La porte fermée, ils prirent chacun une chaise, pendant que la petite personne, qui s’était remise à l’ouvrage, étendait de la colle sur de petits morceaux de carton, ou de petites plaques de bois très-minces et de formes diverses, qu’elle assemblait ensuite. Les ciseaux et les couteaux, placés à côté d’elle, montraient que la petite personne avait taillé elle-même toutes ces plaquettes ; et les bouts de ruban, de soie et de velours qui jonchaient l’établi, annonçaient qu’après avoir été convenablement bourrés, les cartonnages seraient brillamment recouverts. Ses doigts agiles étaient d’une incroyable dextérité, et lorsque, rapprochant deux petites feuilles de carton, la petite ouvrière les réunissait en les faisant mordre un peu l’une sur l’autre, elle lançait à ses visiteurs, du coin de ses yeux gris, un regard où se concentrait tout ce qu’il y avait en elle de pénétration et de finesse.

« Je parie, dit-elle, que vous ne devinez pas quel est mon métier ?

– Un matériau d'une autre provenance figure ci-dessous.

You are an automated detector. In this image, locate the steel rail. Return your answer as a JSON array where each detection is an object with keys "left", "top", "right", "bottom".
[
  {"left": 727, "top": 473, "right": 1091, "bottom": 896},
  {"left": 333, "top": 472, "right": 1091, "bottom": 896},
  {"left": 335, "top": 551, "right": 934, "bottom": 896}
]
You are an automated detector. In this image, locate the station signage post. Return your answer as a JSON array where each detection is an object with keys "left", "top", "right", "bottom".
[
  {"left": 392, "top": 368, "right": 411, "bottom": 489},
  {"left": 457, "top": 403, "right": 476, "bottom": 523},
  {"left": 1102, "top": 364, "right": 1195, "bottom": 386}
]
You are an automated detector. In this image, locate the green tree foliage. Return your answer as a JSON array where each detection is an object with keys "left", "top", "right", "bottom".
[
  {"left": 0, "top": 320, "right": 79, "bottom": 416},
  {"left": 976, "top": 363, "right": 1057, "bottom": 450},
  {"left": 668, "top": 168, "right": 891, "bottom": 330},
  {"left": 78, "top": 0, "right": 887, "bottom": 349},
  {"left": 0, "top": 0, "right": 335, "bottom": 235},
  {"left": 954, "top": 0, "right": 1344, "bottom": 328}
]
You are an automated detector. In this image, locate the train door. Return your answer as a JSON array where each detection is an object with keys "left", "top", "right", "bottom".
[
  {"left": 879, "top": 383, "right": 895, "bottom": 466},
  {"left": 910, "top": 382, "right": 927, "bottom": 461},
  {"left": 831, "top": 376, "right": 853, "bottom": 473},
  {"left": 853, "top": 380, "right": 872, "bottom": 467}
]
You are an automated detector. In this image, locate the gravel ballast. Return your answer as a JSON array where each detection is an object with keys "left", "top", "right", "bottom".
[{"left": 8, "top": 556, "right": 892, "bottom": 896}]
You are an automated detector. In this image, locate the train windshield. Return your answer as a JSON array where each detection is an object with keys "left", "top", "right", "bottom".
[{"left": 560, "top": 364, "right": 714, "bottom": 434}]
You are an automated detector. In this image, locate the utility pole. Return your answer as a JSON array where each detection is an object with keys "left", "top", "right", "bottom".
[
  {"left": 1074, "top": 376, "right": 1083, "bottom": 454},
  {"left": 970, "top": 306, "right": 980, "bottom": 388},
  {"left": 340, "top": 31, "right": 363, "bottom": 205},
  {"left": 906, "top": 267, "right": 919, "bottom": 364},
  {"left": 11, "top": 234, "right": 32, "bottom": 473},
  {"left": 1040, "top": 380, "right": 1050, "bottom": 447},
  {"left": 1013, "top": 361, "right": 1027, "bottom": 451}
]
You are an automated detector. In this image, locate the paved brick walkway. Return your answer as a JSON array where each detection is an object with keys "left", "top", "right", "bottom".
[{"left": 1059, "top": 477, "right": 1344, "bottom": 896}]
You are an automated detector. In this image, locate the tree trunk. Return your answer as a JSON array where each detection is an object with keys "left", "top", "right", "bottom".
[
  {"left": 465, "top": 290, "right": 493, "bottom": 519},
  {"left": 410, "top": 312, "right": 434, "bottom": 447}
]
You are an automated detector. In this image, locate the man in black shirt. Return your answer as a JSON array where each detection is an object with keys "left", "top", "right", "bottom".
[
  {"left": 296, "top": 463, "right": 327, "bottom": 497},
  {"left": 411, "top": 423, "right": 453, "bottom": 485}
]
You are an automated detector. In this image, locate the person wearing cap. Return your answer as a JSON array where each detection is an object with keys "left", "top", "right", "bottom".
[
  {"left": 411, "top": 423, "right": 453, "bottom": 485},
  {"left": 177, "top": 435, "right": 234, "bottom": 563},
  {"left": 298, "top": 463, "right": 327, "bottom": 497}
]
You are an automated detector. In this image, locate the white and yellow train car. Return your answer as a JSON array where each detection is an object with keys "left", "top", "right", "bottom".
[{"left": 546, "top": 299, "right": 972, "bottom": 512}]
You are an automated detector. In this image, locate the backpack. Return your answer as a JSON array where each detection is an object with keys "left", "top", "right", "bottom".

— Vous faites des pelotes, répondit Charles.

— Et avec cela ?

— Des essuie-plumes, dit mister Headstone.

— Et puis encore ? Vous êtes maître de pension, mais vous ne devinerez pas.

— C’est quelque chose où il entre de la paille, répondit Bradley en désignant celle qui était sur l’établi ; seulement, je ne sais pas ce que c’est.

— Battus ! s’écria la petite personne ; je ne fais des pelotes et des essuie-plumes que pour utiliser mes rognures ; mais la paille appartient à mon vrai métier. Voyons ! essayez encore : qu’est-ce que je fais de ma paille ?

— Des paillassons de salle à manger.

— Oh ! des paillassons ! quelle réponse pour un maître d’école ! Voyons, je vais vous souffler : j’aime mon amie par C, parce qu’elle est charmante ; je la déteste, parce qu’elle est capricieuse ; je l’ai prise à l’enseigne du Cavalier d’Or ; je lui fais présent d’un chapeau ; je la nomme Coquette, et je l’envoie à Cythère. Maintenant, qu’est-ce que je fais de ma paille ?

— Des chapeaux de dame.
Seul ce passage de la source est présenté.